Integrated Computational Materials Engineering (ICME) simulation is an approach associated with materials processing methods by linking materials models at multiple length scales. AA6061 aluminum alloys are used popularly for its high strength-to-weight ratio so, enhancement of its mechanical properties by optimized thermomechanical process parameters using Matcalc is carried out. Simulation for different thermo mechanical processing is carried out and compare with the experimental results and analyzed. Initially, cold forging is carried out with artificial aging and then warm forging is carried out with and without artificial aging. Analyzed the simulation result of all three thermo mechanical treatment and correlated with simulation further to get the optimum process parameter for the iterations. In cold forging, dislocation density increment is observed and also refinement of grain.
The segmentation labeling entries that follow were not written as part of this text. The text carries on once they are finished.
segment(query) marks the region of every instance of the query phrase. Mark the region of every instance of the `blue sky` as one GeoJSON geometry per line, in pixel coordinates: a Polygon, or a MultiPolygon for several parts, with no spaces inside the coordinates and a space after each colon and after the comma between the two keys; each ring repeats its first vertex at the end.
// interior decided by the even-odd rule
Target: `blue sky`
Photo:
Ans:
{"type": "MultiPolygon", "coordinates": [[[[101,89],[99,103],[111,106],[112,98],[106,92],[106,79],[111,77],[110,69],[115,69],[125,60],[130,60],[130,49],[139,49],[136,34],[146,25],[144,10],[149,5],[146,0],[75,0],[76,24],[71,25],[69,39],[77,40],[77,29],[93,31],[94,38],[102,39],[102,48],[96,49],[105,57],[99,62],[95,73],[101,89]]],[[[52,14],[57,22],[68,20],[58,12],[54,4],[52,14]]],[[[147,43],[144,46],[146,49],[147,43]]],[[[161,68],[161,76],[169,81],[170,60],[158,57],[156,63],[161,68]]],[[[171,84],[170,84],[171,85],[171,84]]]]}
A refine grain form more grain boundary area which impedes dislocation motion and dislocations tend to pile up at grain boundaries which introduce stress concentrations ahead of their slip planes, which require more stress for deformation of material so increases the strength of the material. Experimentally yield strength value after cold forging is 330 MPa and correlated this value with matcalc simulation result get 85% accuracy. In warm forged condition at 100 °C resulted in less dislocations density due to dynamic recovery and coarsening of grain and this decreased the yield strength as compared to cold-forged conditions. When warm forged with artificial aging at 200 °C lead to increase in the strength due to high fraction phase β'' form which is coherent with the matrix. Additional stress is required for a dislocation to pass β’’ precipitates which increases the strength of the material. Experimentally yield strength value after warm forging with artificial aging is 290 MPa and correlated this value with matcalc simulation result get 90% accuracy.